Corvus Pharmaceuticals is developing three products that aim to disrupt the adenosine-cancer axis (see Figure 3):
- CPI-444 is an oral small molecule that is an antagonist (inhibitor) of the A2A receptor. It is being studied as a single agent therapy for renal cell carcinoma (RCC), in combination with atezolizumab (anti PD-L1 monoclonal antibody) for RCC and non-small cell lung cancer (NSCLC);
- CPI-006 – an anti-CD73 monoclonal antibody that will be starting clinical trials shortly;
- A small molecule antagonist of the A2B receptor, currently in lead optimization
Adenosine is expressed at higher levels in RCC and NSCLC, versus other tumors, including bladder, colorectal, triple negative breast, and prostate cancers, as well as melanoma (see Figure 4). Additionally, atezolizumab leads to increased levels of adenosine in the TME. In Phase 1b trials of CPI-444, clinical activity (partial responses and stable disease) has been seen in single agent and in combination with atezolizumab in RCC and NSCLC. Phase 2 studies are enrolling in RCC (50 patients, single arm, combination with atezolizumab in patients who have failed prior treatment with a tyrosine kinase inhibitor and anti-PD-(L)1 therapy) and NSCLC (MORPHEUS trial – 60 patients, randomized trial of CPI-444 + atezolizumab versus docetaxol in patients who have failed prior treatment with a platinum agent and anti-PD-(L)1 therapy).
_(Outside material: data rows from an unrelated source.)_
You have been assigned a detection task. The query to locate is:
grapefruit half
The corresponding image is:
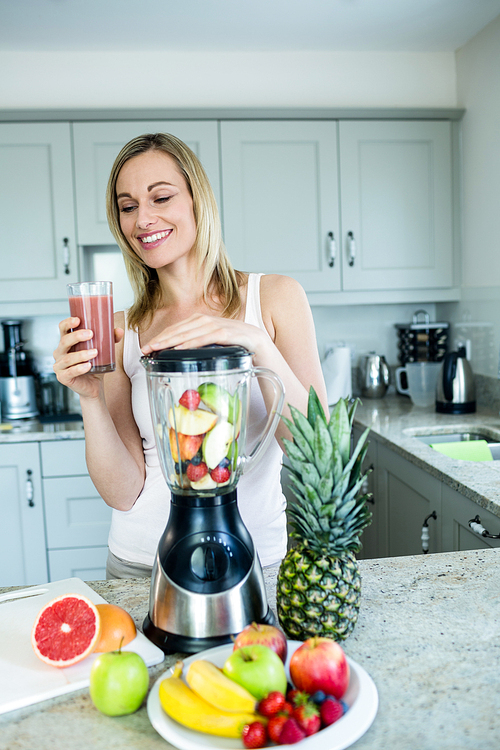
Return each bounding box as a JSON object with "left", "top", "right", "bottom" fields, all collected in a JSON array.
[{"left": 31, "top": 594, "right": 101, "bottom": 667}]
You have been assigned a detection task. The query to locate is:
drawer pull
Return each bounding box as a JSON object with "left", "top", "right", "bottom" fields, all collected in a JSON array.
[
  {"left": 26, "top": 469, "right": 35, "bottom": 508},
  {"left": 420, "top": 510, "right": 437, "bottom": 555},
  {"left": 469, "top": 516, "right": 500, "bottom": 539},
  {"left": 328, "top": 232, "right": 337, "bottom": 268}
]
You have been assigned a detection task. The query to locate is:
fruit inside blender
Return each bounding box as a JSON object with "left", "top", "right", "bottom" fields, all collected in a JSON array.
[{"left": 162, "top": 381, "right": 242, "bottom": 491}]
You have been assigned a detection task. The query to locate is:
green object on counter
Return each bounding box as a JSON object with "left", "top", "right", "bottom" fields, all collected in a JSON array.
[{"left": 431, "top": 440, "right": 493, "bottom": 461}]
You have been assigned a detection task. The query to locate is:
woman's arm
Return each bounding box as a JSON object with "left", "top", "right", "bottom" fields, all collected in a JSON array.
[{"left": 54, "top": 313, "right": 145, "bottom": 510}]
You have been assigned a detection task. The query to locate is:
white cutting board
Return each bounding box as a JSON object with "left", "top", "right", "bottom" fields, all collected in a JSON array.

CPI-006 is a monoclonal antibody that binds to the active site that catalyzes AMP to adenosine and inhibits the enzymatic activity of CD73 without receptor internalization (see Figure 5). Other anti-CD73 antibodies in development bind to the ligand-binding domains of the receptor. [Apart from its enzymatic activity, CD73 functions as a co-stimulatory molecule in human T-cells for both proliferation and activation, and also appears to modulate lymphocyte adhesion. Therefore, blocking CD73 signaling may not be desirable.] CPI-006 is being studied alone and in combination with CPI-444 and pembrolizumab (Keytruda, anti-PD1 monoclonal antibody).
Arcus Biosciences is developing an oral A2A and A2B dual receptor antagonist (AB928), as well as an IV small molecule CD73 inhibitor (AB680). AB928 is in the midst of its first Ph 1 trial.
Innate Pharma is developing an anti-CD39 blocking antibody (IPH52), as well as an anti-CD73 antibody (IPH53).